10. The system of claim 9 further comprising:

instructions to determine the radial distance of the wellbore of a second depth interval, wherein the second depth interval is at a depth greater than the first depth interval; and

instructions to update a hole profile log based on the radial distance of the second depth interval.

11. The system of claim 9, wherein the failure criteria is selected based on lithology of the subsurface formation corresponding to the first depth interval.

12. The system of claim 9, wherein the subsurface formation properties include principal stresses of the subsurface formation and lithology, and wherein the wellbore properties include inclination and azimuth.

13. The system of claim 9, further comprising:

instructions to determine the layer failure volume of each radial layer of a first axial layer until a breakout angle is zero; and

instructions to determine the layer failure volume of the first axial layer based on the layer failure volume of the radial layers.

14. The system of claim 9 further comprising;

instructions to determine hydraulic properties, wherein the hydraulic properties include standpipe pressure and equivalent circulating density; and

instructions to confirm the radial distance of the wellbore for the first depth interval based on the hydraulic properties.

15. The system of claim 9 further comprising:

instructions to perform a drilling operation based on the hole profile type.

16. The system of claim 9, wherein the hole profile type includes a gauge hole, a breakout, a washout, and a key seat.

17. A non-transitory, computer-readable medium having instructions stored thereon that are executable by a processor, the instructions comprising:

instructions to obtain subsurface formation properties of a subsurface formation, wherein a wellbore is drilled, via a drill string assembly, in the subsurface formation;

instructions to obtain, via one or more sensors on the drill string assembly, wellbore properties corresponding to a first depth interval of the wellbore, wherein the first depth interval comprises one or more axial layers;

instructions to select, via a hole profile generator, a failure criteria of the subsurface formation corresponding to the first depth interval;

instructions to determine, via the hole profile generator, a layer failure volume for each axial layer of the first depth interval based on the wellbore properties and the failure criteria;

instructions to determine, via the hole profile generator, a radial distance of the wellbore for the first depth interval based on the layer failure volumes; and

instructions to identify, via the hole profile generator, a hole profile type for the wellbore based on the radial distance of the first depth interval.

18. The non-transitory, computer-readable medium of claim 17 further comprising:

instructions to determine the radial distance of the wellbore of a second depth interval, wherein the second depth interval is at a depth greater than the first depth interval; and

instructions to update a hole profile log based on the radial distance of the second depth interval.
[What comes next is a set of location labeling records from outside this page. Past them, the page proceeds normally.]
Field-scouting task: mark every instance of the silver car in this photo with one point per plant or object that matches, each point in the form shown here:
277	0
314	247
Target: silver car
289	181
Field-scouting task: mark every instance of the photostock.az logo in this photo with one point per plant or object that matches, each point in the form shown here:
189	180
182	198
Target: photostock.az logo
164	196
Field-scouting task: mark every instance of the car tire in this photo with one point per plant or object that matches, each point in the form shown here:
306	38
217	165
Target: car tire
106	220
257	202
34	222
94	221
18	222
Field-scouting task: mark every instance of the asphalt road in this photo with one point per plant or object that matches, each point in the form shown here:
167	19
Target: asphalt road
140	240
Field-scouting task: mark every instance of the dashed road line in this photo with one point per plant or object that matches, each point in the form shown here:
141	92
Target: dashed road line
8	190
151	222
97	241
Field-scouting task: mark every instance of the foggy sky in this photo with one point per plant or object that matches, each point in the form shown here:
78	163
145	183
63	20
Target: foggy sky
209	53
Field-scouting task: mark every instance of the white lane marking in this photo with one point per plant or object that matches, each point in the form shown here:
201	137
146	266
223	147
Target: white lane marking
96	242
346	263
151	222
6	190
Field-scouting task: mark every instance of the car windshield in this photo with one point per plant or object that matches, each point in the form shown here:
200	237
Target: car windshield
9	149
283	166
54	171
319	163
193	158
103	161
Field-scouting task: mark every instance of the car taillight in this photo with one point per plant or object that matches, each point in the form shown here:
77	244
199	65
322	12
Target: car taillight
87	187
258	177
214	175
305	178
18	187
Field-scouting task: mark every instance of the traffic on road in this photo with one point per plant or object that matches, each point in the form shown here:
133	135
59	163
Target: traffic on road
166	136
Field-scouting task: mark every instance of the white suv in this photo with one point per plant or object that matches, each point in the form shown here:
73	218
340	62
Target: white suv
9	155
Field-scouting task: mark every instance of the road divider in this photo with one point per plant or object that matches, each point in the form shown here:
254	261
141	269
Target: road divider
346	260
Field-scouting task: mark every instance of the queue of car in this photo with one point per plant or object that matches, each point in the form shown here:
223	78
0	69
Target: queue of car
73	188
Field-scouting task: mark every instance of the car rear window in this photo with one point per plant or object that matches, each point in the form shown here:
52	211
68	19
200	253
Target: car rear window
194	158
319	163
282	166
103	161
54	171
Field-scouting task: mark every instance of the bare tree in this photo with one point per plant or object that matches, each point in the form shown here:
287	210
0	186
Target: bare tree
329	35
19. The non-transitory, computer-readable medium of claim 17, further comprising:

instructions to determine the layer failure volume of each radial layer of a first axial layer until a breakout angle is zero; and

instructions to determine the layer failure volume of the first axial layer based on the layer failure volume of the radial layers.

20. The non-transitory, computer-readable medium of claim 17 further comprising:

instructions to determine hydraulic properties, wherein the hydraulic properties include standpipe pressure and equivalent circulating density; and

instructions to confirm the radial distance of the wellbore for the first depth interval based on the hydraulic properties.